Effects of a long-acting somatostatin analogue, lanreotide, on bile duct ligation-induced liver fibrosis in rats


Tahan G., EREN F., Tarcin O., Akin H., Tahan V., Sahin H., ...Daha Fazla

TURKISH JOURNAL OF GASTROENTEROLOGY, cilt.21, sa.3, ss.287-292, 2010 (SCI-Expanded) identifier

  • Yayın Türü: Makale / Tam Makale
  • Cilt numarası: 21 Sayı: 3
  • Basım Tarihi: 2010
  • Doi Numarası: 10.4318/tjg.2010.0102
  • Dergi Adı: TURKISH JOURNAL OF GASTROENTEROLOGY
  • Derginin Tarandığı İndeksler: Science Citation Index Expanded (SCI-EXPANDED), Scopus, TR DİZİN (ULAKBİM)
  • Sayfa Sayıları: ss.287-292
  • Anahtar Kelimeler: Anti-fibrotic, somatostatin analogue, lanreotide, bile duct ligation, hepatic fibrosis, liver, HEPATIC-FIBROSIS, REACTIVE OXYGEN, PROLIFERATION, RECEPTORS, ACTIVATION, COLLAGEN, CELLS
  • Acıbadem Mehmet Ali Aydınlar Üniversitesi Adresli: Evet

Özet

Background/aims: Somatostatin receptors have been shown on hepatic stellate cells, and somatostatin infusion has been shown to inhibit hepatic stellate cells activation.
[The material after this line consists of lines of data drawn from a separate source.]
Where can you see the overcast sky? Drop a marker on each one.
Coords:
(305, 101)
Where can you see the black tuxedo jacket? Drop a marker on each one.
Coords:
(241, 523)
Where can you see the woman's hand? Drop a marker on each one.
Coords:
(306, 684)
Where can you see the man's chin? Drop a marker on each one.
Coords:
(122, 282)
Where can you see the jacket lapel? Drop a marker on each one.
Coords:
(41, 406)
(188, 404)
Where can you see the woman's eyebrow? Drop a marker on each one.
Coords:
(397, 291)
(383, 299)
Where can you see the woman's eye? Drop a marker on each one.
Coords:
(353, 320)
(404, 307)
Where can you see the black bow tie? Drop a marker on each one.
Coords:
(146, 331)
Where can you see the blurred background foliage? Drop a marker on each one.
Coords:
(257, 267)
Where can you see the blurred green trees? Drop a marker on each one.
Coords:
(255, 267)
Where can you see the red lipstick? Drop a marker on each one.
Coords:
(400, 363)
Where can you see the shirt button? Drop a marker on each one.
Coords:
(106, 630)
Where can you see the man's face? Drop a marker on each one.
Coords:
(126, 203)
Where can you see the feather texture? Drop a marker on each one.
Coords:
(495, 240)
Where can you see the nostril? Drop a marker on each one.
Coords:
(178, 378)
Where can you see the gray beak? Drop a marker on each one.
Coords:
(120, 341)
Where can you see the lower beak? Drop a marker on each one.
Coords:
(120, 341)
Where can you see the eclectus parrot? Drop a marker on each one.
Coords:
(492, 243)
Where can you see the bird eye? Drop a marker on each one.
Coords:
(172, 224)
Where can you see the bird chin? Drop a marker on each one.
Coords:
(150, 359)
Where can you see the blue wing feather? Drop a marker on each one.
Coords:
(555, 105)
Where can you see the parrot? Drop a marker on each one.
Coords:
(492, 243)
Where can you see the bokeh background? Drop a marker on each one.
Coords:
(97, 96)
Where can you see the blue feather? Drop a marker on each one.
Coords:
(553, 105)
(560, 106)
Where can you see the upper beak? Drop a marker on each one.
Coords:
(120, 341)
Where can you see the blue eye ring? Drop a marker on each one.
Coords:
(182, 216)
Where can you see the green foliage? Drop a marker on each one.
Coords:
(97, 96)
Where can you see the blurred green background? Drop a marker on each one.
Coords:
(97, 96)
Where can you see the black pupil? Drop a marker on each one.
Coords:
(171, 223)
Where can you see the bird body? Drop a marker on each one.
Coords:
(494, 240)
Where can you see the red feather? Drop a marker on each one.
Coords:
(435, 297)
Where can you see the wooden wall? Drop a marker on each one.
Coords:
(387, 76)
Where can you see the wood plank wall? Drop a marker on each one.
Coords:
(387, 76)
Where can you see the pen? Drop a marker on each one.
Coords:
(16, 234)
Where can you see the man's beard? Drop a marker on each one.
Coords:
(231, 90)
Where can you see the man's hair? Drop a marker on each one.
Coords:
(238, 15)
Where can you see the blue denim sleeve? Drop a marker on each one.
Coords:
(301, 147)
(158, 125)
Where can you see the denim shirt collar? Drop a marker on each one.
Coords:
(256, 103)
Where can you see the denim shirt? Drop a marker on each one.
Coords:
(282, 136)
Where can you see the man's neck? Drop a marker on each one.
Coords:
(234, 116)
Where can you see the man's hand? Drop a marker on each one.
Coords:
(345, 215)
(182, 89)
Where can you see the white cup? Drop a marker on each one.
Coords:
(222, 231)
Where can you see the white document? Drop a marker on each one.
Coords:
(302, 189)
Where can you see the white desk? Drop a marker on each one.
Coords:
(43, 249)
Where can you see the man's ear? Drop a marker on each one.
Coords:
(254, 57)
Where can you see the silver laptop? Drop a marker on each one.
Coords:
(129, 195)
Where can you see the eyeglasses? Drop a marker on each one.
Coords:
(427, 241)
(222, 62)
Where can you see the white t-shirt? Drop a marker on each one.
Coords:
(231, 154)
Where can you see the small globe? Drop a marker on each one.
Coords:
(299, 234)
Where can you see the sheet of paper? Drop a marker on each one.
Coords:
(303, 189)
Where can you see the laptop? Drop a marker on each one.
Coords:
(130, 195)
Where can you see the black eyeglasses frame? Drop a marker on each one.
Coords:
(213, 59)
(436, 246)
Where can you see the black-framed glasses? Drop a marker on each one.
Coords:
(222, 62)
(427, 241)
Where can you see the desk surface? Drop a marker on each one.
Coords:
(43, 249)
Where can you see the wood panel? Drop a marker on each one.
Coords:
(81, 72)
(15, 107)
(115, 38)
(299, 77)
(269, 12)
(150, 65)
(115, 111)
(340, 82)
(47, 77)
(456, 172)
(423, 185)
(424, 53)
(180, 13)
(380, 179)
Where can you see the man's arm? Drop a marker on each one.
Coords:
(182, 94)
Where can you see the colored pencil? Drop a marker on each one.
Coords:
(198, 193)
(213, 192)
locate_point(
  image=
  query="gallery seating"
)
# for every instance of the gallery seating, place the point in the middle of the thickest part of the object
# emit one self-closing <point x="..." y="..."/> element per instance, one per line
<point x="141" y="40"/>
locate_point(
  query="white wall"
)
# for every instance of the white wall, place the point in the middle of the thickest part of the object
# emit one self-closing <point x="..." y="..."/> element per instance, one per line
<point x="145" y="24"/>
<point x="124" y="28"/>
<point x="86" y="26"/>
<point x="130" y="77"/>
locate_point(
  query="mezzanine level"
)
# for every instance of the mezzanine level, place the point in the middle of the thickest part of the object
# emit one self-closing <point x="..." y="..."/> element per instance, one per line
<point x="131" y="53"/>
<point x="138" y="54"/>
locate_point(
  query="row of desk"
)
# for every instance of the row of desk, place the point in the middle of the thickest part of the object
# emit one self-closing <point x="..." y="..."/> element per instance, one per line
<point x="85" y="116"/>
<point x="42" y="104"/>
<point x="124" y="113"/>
We aimed to test the effects of a long-acting somatostatin analogue, lanreotide, on bile duct ligation- induced liver fibrosis in rats. Methods: Thirty-seven Wistar rats were divided into 5 groups as follows: Group 1, bile duct ligation+lanreotide; Group 2, bile duct ligation; Group 3, sham+lanreotide; Group 4, sham; and Group 5, control group. Lanreotide-autogel (20 mg/kg/month) or saline in intraperitoneal doses was administered. Serum biochemical parameters, liver collagen level, and oxidative stress and histological parameters were determined after 28 days. Results: The tissue collagen level, biochemical parameters (AST, ALT, bilirubins, alkaline phosphatase, gamma-glutamyl transpeptidase) and oxidative stress parameters (malondialdehyde, luminal, lucigenin) in the bile duct ligation groups were higher than in the sham-operated and control groups (p<0.001 for all). Lanreotide improved malondialdehyde and glutathione levels in the bile duct ligation+lanreotide group. In histopathological examination, bile duct ligation groups showed stage-3 liver fibrosis, while all the controls were normal. Lanreotide did not improve the liver fibrosis histologically or biochemically. Conclusions: A monthly active somatostatin analogue, lanreotide, improved malondialdehyde and glutathione; however, it was not able to improve bile duct ligation-induced liver fibrosis in rats. Although lanreotide is a long-acting medication, it did not show anti-fibrotic effects in the model.